Although sex education is taught at school, it is important for a young girl to have her parents explain puberty to her. It can be a sensitive subject and girls - and even some parents - are probably going to feel embarrassed about 'the talk'.

The question is when and how to approach the topic. What is the right age to bring it up? You have to find the balance between letting children be children and leaving it too late.

Girls usually start their period around 12 years old, but it can sometimes be as late as 14, or in unfortunate circumstances, as early as 9. You don't want to put it off to the point when they start their period before you speak to them about it, as it can leave them feeling scared that there might be something wrong with them.
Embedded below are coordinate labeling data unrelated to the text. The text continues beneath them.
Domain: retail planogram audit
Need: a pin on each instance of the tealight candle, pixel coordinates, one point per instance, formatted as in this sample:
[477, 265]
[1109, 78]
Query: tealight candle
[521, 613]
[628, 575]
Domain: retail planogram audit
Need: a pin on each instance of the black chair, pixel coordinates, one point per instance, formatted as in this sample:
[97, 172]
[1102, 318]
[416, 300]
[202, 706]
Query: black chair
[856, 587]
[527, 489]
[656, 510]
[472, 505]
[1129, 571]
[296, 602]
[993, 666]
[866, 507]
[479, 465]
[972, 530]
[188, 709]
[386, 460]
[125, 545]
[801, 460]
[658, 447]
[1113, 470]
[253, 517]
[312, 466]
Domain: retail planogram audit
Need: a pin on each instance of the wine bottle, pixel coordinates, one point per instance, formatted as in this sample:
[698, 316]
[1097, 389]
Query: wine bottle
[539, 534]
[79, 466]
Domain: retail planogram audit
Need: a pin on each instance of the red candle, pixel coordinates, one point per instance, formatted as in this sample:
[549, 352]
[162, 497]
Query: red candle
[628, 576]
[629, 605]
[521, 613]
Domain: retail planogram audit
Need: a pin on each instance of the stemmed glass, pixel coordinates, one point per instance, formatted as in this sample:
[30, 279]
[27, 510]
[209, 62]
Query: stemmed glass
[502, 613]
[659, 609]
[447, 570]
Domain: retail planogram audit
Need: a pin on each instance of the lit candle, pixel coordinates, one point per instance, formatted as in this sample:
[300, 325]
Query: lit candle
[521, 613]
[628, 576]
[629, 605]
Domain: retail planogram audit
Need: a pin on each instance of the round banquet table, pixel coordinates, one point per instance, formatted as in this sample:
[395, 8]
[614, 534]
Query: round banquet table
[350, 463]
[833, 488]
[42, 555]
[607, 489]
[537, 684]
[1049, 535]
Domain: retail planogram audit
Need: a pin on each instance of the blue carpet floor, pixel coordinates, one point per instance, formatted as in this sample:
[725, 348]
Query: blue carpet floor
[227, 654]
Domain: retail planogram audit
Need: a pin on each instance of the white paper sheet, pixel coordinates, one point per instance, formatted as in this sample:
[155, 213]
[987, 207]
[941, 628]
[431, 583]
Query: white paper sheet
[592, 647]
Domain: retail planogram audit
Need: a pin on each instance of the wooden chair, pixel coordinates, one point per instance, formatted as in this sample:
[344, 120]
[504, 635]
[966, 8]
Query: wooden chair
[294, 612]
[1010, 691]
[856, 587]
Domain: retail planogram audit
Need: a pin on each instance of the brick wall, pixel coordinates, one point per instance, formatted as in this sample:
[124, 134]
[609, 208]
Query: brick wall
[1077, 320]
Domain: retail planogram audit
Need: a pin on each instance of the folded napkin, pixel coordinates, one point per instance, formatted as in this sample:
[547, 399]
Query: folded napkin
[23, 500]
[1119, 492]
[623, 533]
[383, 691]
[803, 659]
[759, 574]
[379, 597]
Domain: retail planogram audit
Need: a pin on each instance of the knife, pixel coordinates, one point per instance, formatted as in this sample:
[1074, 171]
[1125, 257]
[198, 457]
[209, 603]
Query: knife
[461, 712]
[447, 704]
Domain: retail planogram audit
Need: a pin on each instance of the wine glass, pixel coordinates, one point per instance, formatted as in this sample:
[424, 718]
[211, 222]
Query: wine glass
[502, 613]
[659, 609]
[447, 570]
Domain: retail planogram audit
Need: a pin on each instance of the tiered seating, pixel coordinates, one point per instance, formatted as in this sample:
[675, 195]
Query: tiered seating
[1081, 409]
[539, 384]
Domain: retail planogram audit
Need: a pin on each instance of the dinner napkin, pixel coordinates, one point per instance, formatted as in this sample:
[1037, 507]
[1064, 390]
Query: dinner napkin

There are a few ways to help determine the right time:

1. If you are the child's biological mother, think back to how old you were when you had your first period. It might be a good guide as to when your daughter might start.

2. When does your child's school start teaching about sexuality? It might be useful to coincide the same schedule.

3. How sexually aware is your daughter already? Some children pick up and learn about these things earlier than others. If your daughter is mature enough, you can probably explain it to them at a younger age.

I would think the best time would be about 10-11 years old, but it is up to you to determine when is best for your child.

Once you have decided when, it is then a question of how. Do you sit down and have a serious talk, or do you approach it more casually?

Sometimes 'scheduling' in a conversation can make a child feel nervous. They might get more and more worked up as they wait for the dreaded moment. Also, to just announce it, could all be a bit sudden.

Why not try slipping it into conversation? For example, if you are the mother (rather than the father), you could say something like 'oh my back aches; it must be that time of the month again', and then go on to say how your daughter will experience something similar in times to come.

You could take her out shopping to buy tampons/sanitary napkins for yourself, and explain that she will be needing them soon. If you're out girl shopping, you could also pay a visit to the public loos, and point out the dispensers, and what they are for.

Another option would be to offer help with their science/biology homework, then you have a good excuse to start the discussion in a non-invasive way.

Typically it is preferable for the mother to have this conversation because they have personal experience. If you are a single father, however, this method might be a particularly useful way for fathers to give guidance. If you feel awkward or unable to give the appropriate advice, you can always ask a female relative to lend a helping hand.